Tesco's US hopes go stale

Supermarket giant announces plans to pull out of the US as it faces serious headwinds across the business
December 5, 2012

Tesco (TSCO) has announced plans to scrap its floundering Fresh & Easy business in the US on the back of consistently disappointing results. Chief executive Philip Clarke said the company was beginning a "strategic review" because the venture had not delivered acceptable shareholder returns in the right time frame. Third quarter like-for-like sales performance in the US dipped to 1.8 per cent.

IC TIP: Hold at 337.8p

Mr Clarke said he was considering "all options for the business" including a sale or partnership, but this is effectively the end of its US adventure. He added: "While the business has many positives, its journey to scale and acceptable returns will take too long relative to other opportunities." Fresh & Easy chief executive Tim Mason is to leave Tesco after 30 years service.

The announcement is the latest in a string of bad news for the supermarket giant, including a profit warning earlier this year, a £153m loss at Fresh & Easy in the last financial year and an exit from operations in Japan. Tesco is 11 months into a recovery plan put together by Mr Clarke.

The announcement overshadowed lacklustre quarterly results, which saw like-for-like group sales for the third quarter fall by 1.3 per cent, excluding petrol. Despite this, Tesco’s share price rallied in response to the US pull-out by 3.4 per cent to 337.8p. In the UK, like-for-like sales excluding petrol and VAT fell by 0.1 per cent. In Europe, sales excluding petrol fell by 3.6 per cent, reflecting declining economic growth in Eastern Europe, while in Asia like-for-like sales fell by 1.2 per cent.

Stripping out the drag of general merchandise, third quarter UK like-for-like sales in food were up 1.2 per cent, although inflation may have boosted these figures.
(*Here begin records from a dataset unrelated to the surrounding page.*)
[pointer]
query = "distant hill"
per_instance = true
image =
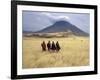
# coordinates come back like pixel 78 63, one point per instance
pixel 63 26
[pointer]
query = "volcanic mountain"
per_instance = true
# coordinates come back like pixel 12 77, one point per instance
pixel 63 26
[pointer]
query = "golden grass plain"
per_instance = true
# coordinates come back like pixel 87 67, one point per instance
pixel 74 52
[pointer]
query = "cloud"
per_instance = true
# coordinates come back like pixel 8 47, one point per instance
pixel 55 16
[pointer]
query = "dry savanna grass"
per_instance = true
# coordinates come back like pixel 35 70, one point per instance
pixel 74 52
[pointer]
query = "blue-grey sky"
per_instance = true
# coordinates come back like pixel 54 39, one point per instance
pixel 35 21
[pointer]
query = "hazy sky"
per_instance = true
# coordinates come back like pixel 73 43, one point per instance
pixel 35 21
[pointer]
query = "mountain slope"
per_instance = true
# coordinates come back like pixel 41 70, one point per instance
pixel 63 26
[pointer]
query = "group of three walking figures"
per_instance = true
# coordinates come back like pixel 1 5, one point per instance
pixel 50 46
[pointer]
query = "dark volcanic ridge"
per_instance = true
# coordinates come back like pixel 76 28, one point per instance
pixel 63 26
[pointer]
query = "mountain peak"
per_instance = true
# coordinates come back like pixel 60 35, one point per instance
pixel 63 26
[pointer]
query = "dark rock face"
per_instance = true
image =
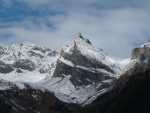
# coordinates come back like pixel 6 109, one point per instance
pixel 83 71
pixel 80 76
pixel 5 68
pixel 25 64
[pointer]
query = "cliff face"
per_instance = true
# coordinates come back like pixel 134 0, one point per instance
pixel 81 79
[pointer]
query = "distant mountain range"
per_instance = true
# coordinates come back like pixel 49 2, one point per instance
pixel 77 79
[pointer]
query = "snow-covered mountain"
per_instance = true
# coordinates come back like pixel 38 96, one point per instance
pixel 26 62
pixel 78 74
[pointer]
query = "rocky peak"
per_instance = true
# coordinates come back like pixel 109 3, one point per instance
pixel 142 54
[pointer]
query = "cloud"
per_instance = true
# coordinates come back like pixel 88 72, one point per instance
pixel 115 29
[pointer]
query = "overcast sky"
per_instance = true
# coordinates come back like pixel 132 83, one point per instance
pixel 117 26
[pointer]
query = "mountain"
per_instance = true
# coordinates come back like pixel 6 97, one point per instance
pixel 78 79
pixel 26 62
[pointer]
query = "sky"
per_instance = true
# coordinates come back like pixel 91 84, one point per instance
pixel 117 26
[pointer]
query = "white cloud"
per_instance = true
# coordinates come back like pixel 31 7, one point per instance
pixel 114 30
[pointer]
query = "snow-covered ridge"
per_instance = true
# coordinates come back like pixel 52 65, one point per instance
pixel 76 74
pixel 26 62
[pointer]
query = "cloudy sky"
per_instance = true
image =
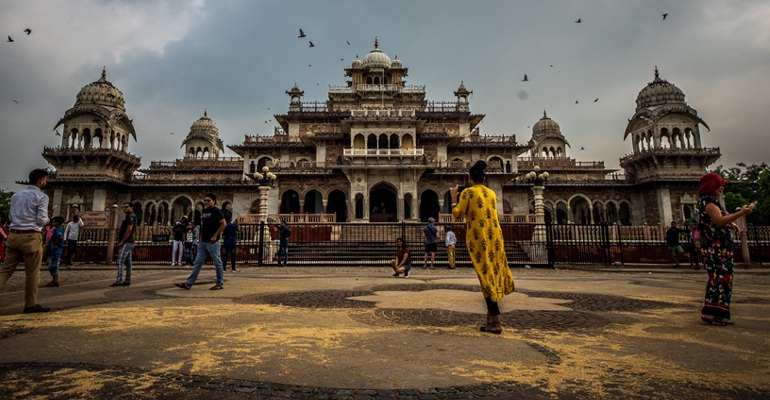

Seymour Pierce analyst Kate Calvert has Tesco on a reduce recommendation, saying there is a high risk things will get worse before they get better. With little visibility on when UK performance is likely to bottom out, she says there are better investment opportunities elsewhere in the non-food sector. Seymour Pierce forecasts 2013 profit before tax, exceptionals and property of £3.2bn, giving EPS of 30.7p.